Beijing Modern Dance Company at DOTE

The 29th edition of the Dancing on the Edge Festival (DOTE) kicked off last night with the Canadian premiere of Beijing Modern Dance Company's Oath--Midnight Rain. The company's artistic director and the choreographer of the piece, Gao Yanjinzi, has been to Vancouver--and DOTE--before, having previously collaborated with Wen Wai Wang and Sammy Chien (who translated for her from the stage) on Made in China. The piece she presented for us last night, which first showed at the 2006 Venice Biennale, explores concepts associated with the Buddhist wheel of life, or Samsara, a temporal cycle of suffering that encompasses death and rebirth, but also the liminal or threshold spaces linking binary pairings of night and day, black and white, ending and beginning.

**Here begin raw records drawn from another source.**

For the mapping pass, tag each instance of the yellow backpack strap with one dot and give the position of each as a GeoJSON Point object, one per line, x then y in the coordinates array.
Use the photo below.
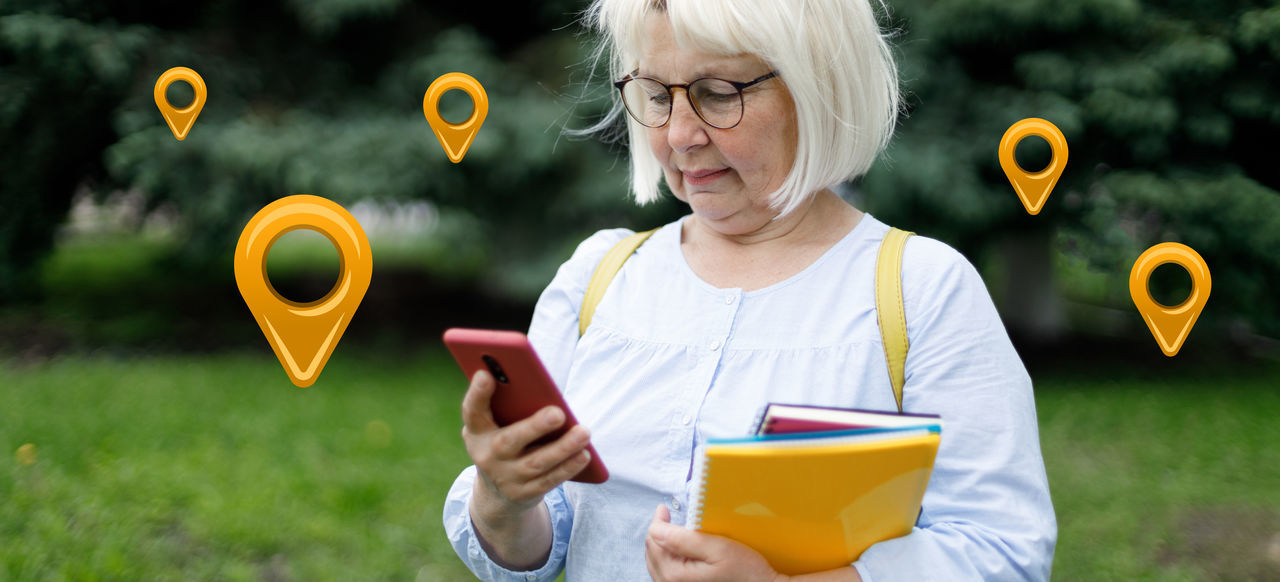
{"type": "Point", "coordinates": [603, 275]}
{"type": "Point", "coordinates": [888, 308]}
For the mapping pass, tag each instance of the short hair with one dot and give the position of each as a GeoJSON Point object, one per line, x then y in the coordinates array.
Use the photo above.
{"type": "Point", "coordinates": [831, 55]}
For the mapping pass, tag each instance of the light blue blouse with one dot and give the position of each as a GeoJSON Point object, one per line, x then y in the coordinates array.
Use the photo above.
{"type": "Point", "coordinates": [671, 361]}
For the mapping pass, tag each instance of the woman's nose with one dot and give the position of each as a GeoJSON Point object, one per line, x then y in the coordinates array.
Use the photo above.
{"type": "Point", "coordinates": [685, 131]}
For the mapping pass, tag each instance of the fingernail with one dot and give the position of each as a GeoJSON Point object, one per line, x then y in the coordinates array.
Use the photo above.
{"type": "Point", "coordinates": [551, 416]}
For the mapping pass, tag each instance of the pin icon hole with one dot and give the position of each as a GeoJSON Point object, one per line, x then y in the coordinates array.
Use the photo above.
{"type": "Point", "coordinates": [1033, 154]}
{"type": "Point", "coordinates": [302, 266]}
{"type": "Point", "coordinates": [496, 369]}
{"type": "Point", "coordinates": [1170, 285]}
{"type": "Point", "coordinates": [179, 94]}
{"type": "Point", "coordinates": [456, 106]}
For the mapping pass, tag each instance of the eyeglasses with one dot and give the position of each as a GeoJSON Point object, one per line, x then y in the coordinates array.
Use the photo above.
{"type": "Point", "coordinates": [718, 102]}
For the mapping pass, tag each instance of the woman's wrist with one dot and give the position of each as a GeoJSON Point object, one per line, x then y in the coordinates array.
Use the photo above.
{"type": "Point", "coordinates": [517, 540]}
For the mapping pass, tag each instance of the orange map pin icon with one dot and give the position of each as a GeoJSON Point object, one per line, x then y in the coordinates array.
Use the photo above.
{"type": "Point", "coordinates": [456, 138]}
{"type": "Point", "coordinates": [181, 119]}
{"type": "Point", "coordinates": [1170, 325]}
{"type": "Point", "coordinates": [304, 334]}
{"type": "Point", "coordinates": [1033, 189]}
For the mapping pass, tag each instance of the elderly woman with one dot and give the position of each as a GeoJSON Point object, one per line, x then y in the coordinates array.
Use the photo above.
{"type": "Point", "coordinates": [750, 111]}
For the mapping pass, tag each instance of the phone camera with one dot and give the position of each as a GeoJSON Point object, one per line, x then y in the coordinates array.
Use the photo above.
{"type": "Point", "coordinates": [496, 369]}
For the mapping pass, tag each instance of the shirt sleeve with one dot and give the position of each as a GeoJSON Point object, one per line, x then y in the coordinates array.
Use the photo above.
{"type": "Point", "coordinates": [466, 544]}
{"type": "Point", "coordinates": [553, 334]}
{"type": "Point", "coordinates": [987, 512]}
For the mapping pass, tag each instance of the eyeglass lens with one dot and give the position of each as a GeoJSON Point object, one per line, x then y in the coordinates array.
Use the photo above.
{"type": "Point", "coordinates": [716, 101]}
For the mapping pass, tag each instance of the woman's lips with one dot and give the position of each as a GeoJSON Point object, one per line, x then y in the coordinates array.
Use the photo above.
{"type": "Point", "coordinates": [703, 177]}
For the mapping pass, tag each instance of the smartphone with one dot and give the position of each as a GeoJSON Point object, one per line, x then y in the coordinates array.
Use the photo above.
{"type": "Point", "coordinates": [522, 384]}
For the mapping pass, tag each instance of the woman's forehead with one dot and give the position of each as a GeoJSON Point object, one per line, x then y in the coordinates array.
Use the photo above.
{"type": "Point", "coordinates": [661, 51]}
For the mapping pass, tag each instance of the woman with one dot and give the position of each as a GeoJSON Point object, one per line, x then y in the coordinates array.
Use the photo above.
{"type": "Point", "coordinates": [762, 293]}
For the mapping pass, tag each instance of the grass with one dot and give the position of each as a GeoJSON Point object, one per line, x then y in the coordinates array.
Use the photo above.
{"type": "Point", "coordinates": [218, 468]}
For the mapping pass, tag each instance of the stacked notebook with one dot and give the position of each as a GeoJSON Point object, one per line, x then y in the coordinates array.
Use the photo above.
{"type": "Point", "coordinates": [813, 487]}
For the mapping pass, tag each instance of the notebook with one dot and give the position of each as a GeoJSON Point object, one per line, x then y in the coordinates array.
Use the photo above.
{"type": "Point", "coordinates": [816, 500]}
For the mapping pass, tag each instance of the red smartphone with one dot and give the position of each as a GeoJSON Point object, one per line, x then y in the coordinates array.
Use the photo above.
{"type": "Point", "coordinates": [524, 386]}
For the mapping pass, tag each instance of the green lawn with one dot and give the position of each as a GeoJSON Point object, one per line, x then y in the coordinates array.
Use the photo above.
{"type": "Point", "coordinates": [218, 468]}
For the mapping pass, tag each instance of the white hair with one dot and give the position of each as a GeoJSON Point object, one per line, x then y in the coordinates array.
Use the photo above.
{"type": "Point", "coordinates": [831, 55]}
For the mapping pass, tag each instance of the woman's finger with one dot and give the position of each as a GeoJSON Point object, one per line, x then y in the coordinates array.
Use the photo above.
{"type": "Point", "coordinates": [511, 441]}
{"type": "Point", "coordinates": [476, 415]}
{"type": "Point", "coordinates": [545, 458]}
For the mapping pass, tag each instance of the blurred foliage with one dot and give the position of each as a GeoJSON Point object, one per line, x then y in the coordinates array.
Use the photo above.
{"type": "Point", "coordinates": [320, 97]}
{"type": "Point", "coordinates": [1170, 110]}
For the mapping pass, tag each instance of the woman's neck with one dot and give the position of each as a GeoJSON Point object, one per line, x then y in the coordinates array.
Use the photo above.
{"type": "Point", "coordinates": [773, 252]}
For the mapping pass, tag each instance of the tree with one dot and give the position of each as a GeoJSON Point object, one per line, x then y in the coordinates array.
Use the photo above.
{"type": "Point", "coordinates": [320, 97]}
{"type": "Point", "coordinates": [1168, 108]}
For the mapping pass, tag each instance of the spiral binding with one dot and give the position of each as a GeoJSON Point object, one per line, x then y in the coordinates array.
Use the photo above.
{"type": "Point", "coordinates": [695, 504]}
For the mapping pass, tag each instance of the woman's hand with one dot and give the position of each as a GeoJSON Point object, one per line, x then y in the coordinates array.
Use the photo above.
{"type": "Point", "coordinates": [676, 554]}
{"type": "Point", "coordinates": [512, 476]}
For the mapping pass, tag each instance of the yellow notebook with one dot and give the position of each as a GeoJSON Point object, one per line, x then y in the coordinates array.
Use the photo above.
{"type": "Point", "coordinates": [814, 503]}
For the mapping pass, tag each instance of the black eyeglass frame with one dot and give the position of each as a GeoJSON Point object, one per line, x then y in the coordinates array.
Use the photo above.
{"type": "Point", "coordinates": [671, 102]}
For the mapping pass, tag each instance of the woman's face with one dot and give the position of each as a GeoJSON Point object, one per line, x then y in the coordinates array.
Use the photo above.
{"type": "Point", "coordinates": [726, 175]}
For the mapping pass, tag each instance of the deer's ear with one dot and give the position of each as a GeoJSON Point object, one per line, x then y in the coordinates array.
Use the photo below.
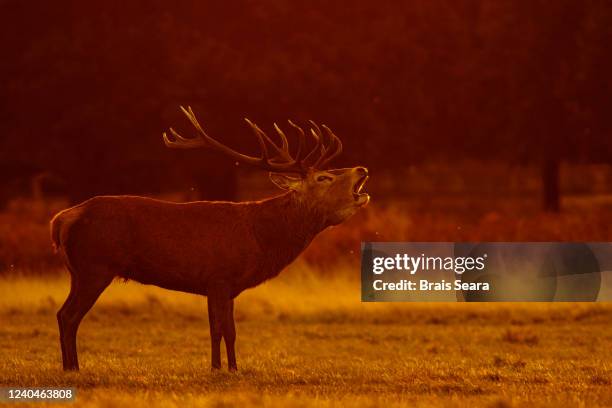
{"type": "Point", "coordinates": [285, 182]}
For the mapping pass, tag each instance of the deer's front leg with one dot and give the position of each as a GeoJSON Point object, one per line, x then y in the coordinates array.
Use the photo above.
{"type": "Point", "coordinates": [220, 305]}
{"type": "Point", "coordinates": [229, 335]}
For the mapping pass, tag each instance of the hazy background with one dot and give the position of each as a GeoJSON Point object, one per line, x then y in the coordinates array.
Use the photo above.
{"type": "Point", "coordinates": [478, 119]}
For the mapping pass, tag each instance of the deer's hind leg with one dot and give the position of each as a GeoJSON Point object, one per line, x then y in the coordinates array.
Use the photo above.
{"type": "Point", "coordinates": [84, 291]}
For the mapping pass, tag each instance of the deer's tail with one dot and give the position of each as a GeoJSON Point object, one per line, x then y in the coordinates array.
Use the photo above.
{"type": "Point", "coordinates": [60, 226]}
{"type": "Point", "coordinates": [56, 227]}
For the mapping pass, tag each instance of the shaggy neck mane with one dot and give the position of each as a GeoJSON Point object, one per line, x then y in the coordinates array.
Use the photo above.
{"type": "Point", "coordinates": [285, 225]}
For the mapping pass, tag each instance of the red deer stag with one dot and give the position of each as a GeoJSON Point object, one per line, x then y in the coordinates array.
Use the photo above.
{"type": "Point", "coordinates": [215, 249]}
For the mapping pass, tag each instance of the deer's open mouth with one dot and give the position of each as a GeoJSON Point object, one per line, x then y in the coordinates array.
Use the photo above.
{"type": "Point", "coordinates": [358, 195]}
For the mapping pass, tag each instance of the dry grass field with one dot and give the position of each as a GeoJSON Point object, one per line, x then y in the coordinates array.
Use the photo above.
{"type": "Point", "coordinates": [304, 340]}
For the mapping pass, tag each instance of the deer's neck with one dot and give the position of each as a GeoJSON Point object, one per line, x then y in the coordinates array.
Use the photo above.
{"type": "Point", "coordinates": [284, 226]}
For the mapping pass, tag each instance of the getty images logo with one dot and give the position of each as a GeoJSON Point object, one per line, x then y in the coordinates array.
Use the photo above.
{"type": "Point", "coordinates": [414, 264]}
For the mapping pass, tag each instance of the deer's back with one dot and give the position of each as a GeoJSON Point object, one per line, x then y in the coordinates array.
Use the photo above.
{"type": "Point", "coordinates": [179, 246]}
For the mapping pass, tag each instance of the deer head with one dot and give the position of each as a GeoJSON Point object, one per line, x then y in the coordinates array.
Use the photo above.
{"type": "Point", "coordinates": [334, 194]}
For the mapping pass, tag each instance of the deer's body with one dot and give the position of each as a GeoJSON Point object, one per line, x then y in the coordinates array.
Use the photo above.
{"type": "Point", "coordinates": [184, 246]}
{"type": "Point", "coordinates": [216, 249]}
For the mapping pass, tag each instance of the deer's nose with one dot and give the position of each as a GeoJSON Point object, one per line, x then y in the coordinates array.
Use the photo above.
{"type": "Point", "coordinates": [362, 171]}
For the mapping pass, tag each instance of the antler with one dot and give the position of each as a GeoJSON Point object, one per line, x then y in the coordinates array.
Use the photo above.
{"type": "Point", "coordinates": [281, 160]}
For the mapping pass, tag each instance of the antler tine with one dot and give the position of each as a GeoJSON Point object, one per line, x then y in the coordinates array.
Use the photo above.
{"type": "Point", "coordinates": [285, 146]}
{"type": "Point", "coordinates": [335, 140]}
{"type": "Point", "coordinates": [280, 151]}
{"type": "Point", "coordinates": [282, 161]}
{"type": "Point", "coordinates": [182, 142]}
{"type": "Point", "coordinates": [316, 137]}
{"type": "Point", "coordinates": [302, 141]}
{"type": "Point", "coordinates": [262, 143]}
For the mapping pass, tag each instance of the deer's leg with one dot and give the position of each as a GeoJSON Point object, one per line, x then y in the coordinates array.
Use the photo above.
{"type": "Point", "coordinates": [229, 334]}
{"type": "Point", "coordinates": [218, 298]}
{"type": "Point", "coordinates": [83, 296]}
{"type": "Point", "coordinates": [60, 312]}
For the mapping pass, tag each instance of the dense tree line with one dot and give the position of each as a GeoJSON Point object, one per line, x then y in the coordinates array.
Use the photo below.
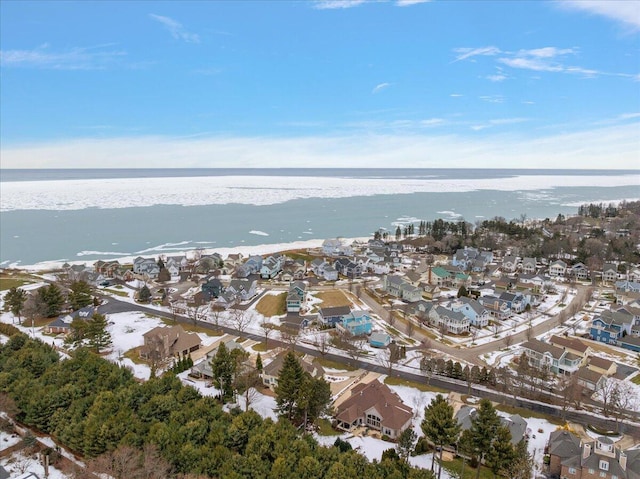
{"type": "Point", "coordinates": [95, 407]}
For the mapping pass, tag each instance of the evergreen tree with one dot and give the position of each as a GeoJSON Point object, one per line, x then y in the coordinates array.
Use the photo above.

Gao investigates these spaces of transformation through a series of linked movement studies in which four male and one female dancers incarnate, in turn, a flower, a blade of grass, a fish, a mosquito, and a bird. For example, in an opening sequence which put me in mind of Anna Pavlova's dying swan, a male dancer sits centre stage amid a swath of blue tulle, which he will eventually gather up around and then over his head, spreading his arms out to the sides to effect a kind of blooming. But he also shows us the stem of the flower by rolling over from the floor onto his shoulders and raising his bare legs to the ceiling in a series of developpés. With the exception of the winged dancer caught in a web of cloth and dripping a beard of blood (and also a whole lot of talcum powder), I confess it was not always clear to me which of the aforementioned non-human figures or elements the dancers were personifying. Were we meant to see the swaying in the wind of a blade of grass in the second dancer's snaking on the floor and through the air her horse-hair wand? The darting of a fish through water in the third dancer's gracefully flowing arm sleeves? And the rest and flight of a bird in the coquettish poses and oscillating swaying of the fifth dancer on a swing descended from the rafters? In the end, I was glad that the choreography eschewed overt mimeticism, with Gao clearly incorporating some of the abstract gestural vocabulary of classical Chinese opera into each section (and also, it seemed, some of its gender-bending conventions with the costuming and make-up of three of the male dancers).

However, in the movement of the sixth dancer, a kind of hungry ghost figure veiled in red who serves to link each section and also occasionally interacts with the other dancers, I detected some traces of classical Indian dance. The music in these sections may have also contributed to this sensation, but it's also a reminder that the idea of Samsara (a Sanskrit word) crosses various Eastern religions, including Hinduism. At the very least, the mix of classical and modern traditions in Oath (including in the utterly mesmerizing sound score) can be seen as another way in which Gao is exploring this idea of liminal transformation.